It reminds me of running Life and Munching Squares on a PDP-7 340 Vector Graphics Display, with its beautiful P7 phosphor:

https://www.youtube.com/watch?v=hB78NXH77s4

Conway's Game of LIFE in a DEC PDP-7 w/ Type 340 Display

Here is an implementation of John Conway's Game of Life on an 18 bit DEC PDP-7 with a DEC Type 340 X/Y point display. Patterns are stored on and can be called from our new JK09 PDP-7 storage device which is what we use for UNIX V0. We have set a few starter patterns including Bill Gosper's Glider Gun.

The sounds you hear are from the Type 347 display controller. They were received using a Yaesu FT1XD radio in AM mode.

The world supports 1296 points (36 x 36). We are attempting to increase this to 72 x 72 or 5184 points.

https://www.youtube.com/watch?v=V4oRHv-Svwc

DEC PDP-7 w/ Type 340 display running Munching Squares and Spirograph

Two display hacks run on PDP-7 serial number 129 with the Type 340 XY display option. The 340 has a P7 phosphor has a slow decay which gives Munching Squares an eerie afterglow. Both programs read the left switches to modify patterns. A small AM radio was used to pick up RFI from the Type 347 controller. For the MIT AI lab hackers the Munching Squares "music" was referred to as Munching Tunes.

tartoran
Yes, that has some mystical effect on me. I think I saw it when you shares it the other day. How does the AM capture the sound? What exactly generates the sound waves?
DonHopkins
It's electromagnetic interference from the electronics. A hulking powerful "big iron" PDP-7 makes a much better RFI broadcast antenna than an iPhone, but it broadcasts at much lower frequencies, that an AM radio can pick up.

You can hear a little bit of interference on an FM radio, but it sounds much stronger and more interesting on the AM dial.

PDP-7's were actually relatively sleek fast inexpensive computers for the time, and were only 18 bits compared to the PDP-6's and PDP-10's 36 bits. ("If you're not working with 36 bits, you're not working with a full DEC!" -DIGEX) But physically they still have a lot of "big iron" parts and use lots of power like mainframes.

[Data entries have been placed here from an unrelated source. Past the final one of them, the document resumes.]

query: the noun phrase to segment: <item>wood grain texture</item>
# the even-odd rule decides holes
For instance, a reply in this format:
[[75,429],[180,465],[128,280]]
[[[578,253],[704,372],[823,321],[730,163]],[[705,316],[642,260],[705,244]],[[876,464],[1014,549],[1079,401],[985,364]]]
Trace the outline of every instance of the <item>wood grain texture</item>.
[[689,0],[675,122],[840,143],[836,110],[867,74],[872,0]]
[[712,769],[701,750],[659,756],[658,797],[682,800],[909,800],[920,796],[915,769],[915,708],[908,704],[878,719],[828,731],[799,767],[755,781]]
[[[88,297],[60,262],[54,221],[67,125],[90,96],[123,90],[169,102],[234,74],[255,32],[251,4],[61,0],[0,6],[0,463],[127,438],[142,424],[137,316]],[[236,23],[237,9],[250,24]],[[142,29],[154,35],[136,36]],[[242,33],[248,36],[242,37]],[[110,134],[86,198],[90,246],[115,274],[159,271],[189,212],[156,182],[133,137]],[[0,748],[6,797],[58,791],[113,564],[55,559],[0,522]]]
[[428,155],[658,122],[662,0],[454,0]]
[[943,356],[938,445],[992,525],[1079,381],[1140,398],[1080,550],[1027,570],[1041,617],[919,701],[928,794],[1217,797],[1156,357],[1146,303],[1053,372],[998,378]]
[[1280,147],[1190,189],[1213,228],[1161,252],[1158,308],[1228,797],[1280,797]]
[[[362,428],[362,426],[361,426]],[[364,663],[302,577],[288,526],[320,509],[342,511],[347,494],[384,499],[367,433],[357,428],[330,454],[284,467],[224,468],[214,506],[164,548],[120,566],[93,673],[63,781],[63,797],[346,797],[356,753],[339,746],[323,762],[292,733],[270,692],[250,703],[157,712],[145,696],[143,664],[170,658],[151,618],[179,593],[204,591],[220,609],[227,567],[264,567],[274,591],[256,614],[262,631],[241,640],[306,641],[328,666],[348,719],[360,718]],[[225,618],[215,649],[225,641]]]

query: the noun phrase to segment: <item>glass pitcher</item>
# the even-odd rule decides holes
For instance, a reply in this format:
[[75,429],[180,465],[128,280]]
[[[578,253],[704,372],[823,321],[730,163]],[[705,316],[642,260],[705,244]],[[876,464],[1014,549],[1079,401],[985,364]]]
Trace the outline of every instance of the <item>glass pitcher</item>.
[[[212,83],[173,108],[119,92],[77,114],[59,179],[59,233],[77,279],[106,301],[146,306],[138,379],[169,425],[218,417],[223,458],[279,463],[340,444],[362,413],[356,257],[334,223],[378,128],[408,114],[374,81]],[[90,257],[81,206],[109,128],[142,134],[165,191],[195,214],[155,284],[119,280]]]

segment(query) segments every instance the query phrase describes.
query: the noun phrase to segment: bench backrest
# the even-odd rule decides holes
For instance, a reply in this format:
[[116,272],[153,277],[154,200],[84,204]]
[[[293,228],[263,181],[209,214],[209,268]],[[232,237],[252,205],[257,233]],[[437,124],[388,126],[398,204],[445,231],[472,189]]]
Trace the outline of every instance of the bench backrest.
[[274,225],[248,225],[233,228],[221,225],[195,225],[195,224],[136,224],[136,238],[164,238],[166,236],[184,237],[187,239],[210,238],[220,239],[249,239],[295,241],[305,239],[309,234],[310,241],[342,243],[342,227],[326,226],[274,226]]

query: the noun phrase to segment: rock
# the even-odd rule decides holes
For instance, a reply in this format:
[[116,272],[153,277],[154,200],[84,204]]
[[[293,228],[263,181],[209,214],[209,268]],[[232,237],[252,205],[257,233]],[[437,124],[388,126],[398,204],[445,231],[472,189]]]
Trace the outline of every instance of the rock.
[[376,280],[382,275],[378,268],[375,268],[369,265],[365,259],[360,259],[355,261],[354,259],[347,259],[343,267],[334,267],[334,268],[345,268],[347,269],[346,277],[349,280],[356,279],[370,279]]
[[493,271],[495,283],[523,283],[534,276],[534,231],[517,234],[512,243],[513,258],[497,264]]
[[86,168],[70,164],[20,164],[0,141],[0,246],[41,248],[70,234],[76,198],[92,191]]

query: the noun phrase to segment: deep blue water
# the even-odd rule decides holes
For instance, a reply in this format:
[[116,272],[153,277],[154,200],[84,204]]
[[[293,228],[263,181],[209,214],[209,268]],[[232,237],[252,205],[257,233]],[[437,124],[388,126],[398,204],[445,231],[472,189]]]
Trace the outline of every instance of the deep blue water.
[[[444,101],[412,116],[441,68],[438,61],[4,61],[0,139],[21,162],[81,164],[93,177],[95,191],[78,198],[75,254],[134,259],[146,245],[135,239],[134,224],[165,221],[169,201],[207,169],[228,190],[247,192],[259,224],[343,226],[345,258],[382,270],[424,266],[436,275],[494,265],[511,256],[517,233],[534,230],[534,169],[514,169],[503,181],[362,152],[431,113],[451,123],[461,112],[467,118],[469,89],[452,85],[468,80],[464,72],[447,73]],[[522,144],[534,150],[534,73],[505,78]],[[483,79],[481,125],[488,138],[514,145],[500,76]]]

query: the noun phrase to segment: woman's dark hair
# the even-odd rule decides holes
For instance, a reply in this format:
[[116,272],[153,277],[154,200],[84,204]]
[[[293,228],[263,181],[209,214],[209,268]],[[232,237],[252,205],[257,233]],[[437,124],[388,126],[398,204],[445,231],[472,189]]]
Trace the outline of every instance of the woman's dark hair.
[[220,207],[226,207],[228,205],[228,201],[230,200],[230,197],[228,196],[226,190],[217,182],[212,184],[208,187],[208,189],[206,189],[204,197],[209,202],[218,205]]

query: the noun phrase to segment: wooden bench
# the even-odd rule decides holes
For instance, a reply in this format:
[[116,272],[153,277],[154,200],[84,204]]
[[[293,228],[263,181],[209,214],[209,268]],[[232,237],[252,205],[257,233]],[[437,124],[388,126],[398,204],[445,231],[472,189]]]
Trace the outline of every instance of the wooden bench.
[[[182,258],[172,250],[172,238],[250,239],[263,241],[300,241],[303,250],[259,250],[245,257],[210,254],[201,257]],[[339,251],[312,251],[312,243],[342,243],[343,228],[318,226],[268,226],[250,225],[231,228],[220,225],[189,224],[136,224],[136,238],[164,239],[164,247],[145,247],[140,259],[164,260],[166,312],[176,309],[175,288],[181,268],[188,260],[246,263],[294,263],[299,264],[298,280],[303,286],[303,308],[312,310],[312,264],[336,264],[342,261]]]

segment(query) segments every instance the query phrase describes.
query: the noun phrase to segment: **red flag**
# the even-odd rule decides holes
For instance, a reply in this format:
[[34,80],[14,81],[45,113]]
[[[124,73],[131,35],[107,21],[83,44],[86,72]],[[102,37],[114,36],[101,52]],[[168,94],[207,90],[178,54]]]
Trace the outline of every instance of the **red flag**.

https://en.wikipedia.org/wiki/Mainframe_computer

https://en.wikipedia.org/wiki/PDP-7

The other sibling post by nitrogen referred to "tempest", which is a (no longer) secret NSA codename for "Telecommunications Electronics Materials Protected from Emanating Spurious Transmissions", a certification for shielding equipment from spying on it via electromagnetic radiation.

https://en.wikipedia.org/wiki/Tempest_(codename)

The slower the computer, the more "details" you can hear of the computation. Modern computers are so fast and have so much going on and are so much better shielded (they need to be, since they have their own radios they don't want their own RFI to interfere with), that they aren't nearly as interesting to listen to on AM radio. I loved to listen to my Apple ][ on AM radio, especially compiling my FORTH system and applications (it's satisfying to listen to your own code you wrote compiling and running)!

tartoran
Thank you, this is a very interesting topic to me. I remember ,when I was a kid in the 90s and had the Sound Blaster card, 1.0 or something quite cheap and in certain situations I would hear very similar but quiet interference on the headphones when there was no sound playing.
nitrogen
Wow, the sounds made by munching squares aren't that different from music I would actually listen to.